With five weeks left until Election Day, polls show Biden leading Trump nationally and in key swing states. The Democrat’s campaign has approached the debate as a high-stakes moment when he could cement his advantage or see it begin to erode.
Biden, an experienced debater after previous presidential and vice presidential bids and 36 years in the Senate, has previewed an approach focused on what he considers Trump’s failures, including “criminal” mismanagement of the pandemic. He will also seek to portray a second Trump term as one that would cause irreparable harm to U.S. democracy.
For Trump, the debate is a critical opportunity to try to regain momentum after months of declining poll numbers.
Trump, never a stickler for presidential decorum, is likely to attack Biden in deeply personal terms, portraying him as doddering and senile and alleging that his son Hunter engaged in corruption in Ukraine and China by leveraging his father’s political position.
While debaters traditionally seek to raise expectations for their opponents, Trump and his allies have for weeks lowered the bar for Biden, 77, by arguing that he is mentally impaired and exhausted. Only recently have Trump surrogates begun to focus on Biden’s experience in the forum.

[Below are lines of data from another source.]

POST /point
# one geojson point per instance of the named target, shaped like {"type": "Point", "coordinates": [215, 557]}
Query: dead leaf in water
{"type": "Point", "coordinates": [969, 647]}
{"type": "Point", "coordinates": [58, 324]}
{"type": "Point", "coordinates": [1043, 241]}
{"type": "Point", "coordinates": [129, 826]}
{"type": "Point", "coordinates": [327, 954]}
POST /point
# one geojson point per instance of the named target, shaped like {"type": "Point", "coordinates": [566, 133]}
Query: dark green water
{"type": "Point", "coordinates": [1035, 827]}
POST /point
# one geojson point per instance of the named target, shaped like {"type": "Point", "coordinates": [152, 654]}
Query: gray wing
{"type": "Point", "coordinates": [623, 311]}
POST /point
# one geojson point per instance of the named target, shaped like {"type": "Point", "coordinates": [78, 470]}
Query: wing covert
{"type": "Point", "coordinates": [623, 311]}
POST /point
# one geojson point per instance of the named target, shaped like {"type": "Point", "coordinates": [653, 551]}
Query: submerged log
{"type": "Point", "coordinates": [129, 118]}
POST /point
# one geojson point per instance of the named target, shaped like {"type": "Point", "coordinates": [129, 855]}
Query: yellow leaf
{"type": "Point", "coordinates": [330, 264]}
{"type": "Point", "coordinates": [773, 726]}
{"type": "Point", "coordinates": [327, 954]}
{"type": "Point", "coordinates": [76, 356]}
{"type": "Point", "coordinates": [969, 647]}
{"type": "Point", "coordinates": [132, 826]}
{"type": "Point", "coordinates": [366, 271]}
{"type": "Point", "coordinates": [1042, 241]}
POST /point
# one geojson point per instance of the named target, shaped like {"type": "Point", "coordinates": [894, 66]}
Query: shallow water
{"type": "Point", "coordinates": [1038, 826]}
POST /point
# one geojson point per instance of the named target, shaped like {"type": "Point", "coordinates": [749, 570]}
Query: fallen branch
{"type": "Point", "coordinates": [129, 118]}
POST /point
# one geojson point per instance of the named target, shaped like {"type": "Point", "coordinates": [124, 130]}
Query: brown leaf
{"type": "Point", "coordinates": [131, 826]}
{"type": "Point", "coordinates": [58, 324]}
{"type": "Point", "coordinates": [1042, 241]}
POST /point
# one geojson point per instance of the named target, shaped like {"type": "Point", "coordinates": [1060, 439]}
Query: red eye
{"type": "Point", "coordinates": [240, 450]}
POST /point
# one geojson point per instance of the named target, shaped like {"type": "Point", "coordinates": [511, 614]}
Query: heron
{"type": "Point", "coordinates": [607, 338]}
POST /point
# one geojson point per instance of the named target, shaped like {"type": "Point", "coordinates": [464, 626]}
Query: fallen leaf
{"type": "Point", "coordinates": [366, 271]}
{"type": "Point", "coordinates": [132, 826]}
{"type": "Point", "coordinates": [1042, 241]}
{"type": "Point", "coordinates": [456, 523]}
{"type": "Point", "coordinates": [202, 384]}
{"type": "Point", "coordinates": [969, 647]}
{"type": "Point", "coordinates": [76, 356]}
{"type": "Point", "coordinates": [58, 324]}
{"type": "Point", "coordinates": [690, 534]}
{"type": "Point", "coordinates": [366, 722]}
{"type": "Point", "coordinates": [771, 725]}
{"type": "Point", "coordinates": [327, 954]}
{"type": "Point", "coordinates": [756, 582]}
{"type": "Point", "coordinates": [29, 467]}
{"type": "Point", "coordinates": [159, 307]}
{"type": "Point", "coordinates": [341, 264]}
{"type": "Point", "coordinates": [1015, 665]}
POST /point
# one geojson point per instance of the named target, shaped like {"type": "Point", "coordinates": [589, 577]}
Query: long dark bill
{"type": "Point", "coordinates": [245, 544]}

That strategy could backfire. The coronavirus has sharply restricted the candidates’ ability to campaign, though Trump has resumed large in-person rallies. The debate will be the first opportunity for many voters to see Biden on a stage since the Democratic convention and he might only have to hold his own for the showdown with Trump to be declared a success.

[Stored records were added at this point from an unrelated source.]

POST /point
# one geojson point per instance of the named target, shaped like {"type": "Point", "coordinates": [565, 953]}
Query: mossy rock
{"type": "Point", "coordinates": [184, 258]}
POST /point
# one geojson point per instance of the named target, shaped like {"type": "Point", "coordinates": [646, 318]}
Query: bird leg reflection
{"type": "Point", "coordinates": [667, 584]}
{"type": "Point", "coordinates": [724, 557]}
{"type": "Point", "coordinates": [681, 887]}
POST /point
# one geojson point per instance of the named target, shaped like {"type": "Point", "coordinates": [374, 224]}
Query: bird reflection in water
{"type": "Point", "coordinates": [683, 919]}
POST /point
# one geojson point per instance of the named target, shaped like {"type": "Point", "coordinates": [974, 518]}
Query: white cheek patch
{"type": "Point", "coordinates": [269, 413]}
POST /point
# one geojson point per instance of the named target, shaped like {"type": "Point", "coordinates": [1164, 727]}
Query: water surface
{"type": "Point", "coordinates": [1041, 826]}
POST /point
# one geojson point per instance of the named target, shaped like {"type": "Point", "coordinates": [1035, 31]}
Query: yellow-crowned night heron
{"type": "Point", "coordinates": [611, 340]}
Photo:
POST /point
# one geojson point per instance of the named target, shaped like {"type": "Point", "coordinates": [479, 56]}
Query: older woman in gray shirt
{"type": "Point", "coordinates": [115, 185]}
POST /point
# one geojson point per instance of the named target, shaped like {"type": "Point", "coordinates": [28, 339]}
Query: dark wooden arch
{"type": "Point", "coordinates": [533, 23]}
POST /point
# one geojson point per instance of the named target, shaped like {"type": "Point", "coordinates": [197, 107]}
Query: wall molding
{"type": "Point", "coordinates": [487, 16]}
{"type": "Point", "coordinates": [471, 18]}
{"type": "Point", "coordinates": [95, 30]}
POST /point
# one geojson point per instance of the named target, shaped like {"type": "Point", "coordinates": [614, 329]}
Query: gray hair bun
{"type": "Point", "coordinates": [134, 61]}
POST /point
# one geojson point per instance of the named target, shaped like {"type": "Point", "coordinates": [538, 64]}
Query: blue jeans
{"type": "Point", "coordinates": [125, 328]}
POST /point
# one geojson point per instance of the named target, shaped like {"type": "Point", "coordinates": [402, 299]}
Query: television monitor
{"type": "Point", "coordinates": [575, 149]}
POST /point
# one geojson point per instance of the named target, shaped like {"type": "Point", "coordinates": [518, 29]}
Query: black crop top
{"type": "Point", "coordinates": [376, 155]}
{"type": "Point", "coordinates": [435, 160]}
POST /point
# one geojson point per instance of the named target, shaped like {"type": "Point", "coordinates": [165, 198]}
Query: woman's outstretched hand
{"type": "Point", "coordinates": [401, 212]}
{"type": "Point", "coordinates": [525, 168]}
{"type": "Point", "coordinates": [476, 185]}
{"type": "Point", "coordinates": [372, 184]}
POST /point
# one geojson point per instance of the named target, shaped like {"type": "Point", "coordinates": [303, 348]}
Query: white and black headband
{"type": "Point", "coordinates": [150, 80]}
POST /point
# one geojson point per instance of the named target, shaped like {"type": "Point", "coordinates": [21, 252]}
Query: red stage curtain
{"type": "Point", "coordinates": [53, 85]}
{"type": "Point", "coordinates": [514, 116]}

But for some Democrats, a single gaffe or missed opportunity to take a swipe at Trump is likely to be cause for worry. Trump and his supporters, meanwhile, are likely to declare victory no matter what.
One planned topic of the debate will be the battle around Trump’s nomination of Amy Coney Barrett to the Supreme Court as a replacement for Justice Ruth Bader Ginsburg, who died Sept. 18.
Barrett’s nomination was greeted with enthusiasm by social conservatives, and Republicans are planning to try to confirm her to the court before Election Day. But many Democrats, including Biden, assert that putting in place a new justice so close to the election violates precedent and that the next president should make the nomination.
In keeping with the precautions that have transformed American life since the virus shut down large swathes of the country this spring, the Biden and Trump campaigns have agreed that the candidates won’t shake hands and there won’t be an audience in the hall to react to zingers.
The debaters will also keep well more than 6 feet apart, which will prevent Trump from repeating a maneuver he used in a 2016 debate, when he left his podium and loomed behind Hillary Clinton as she was speaking.
She later said the move unsettled her. “He was literally breathing down my neck,” she said in a recent memoir. “My skin crawled.”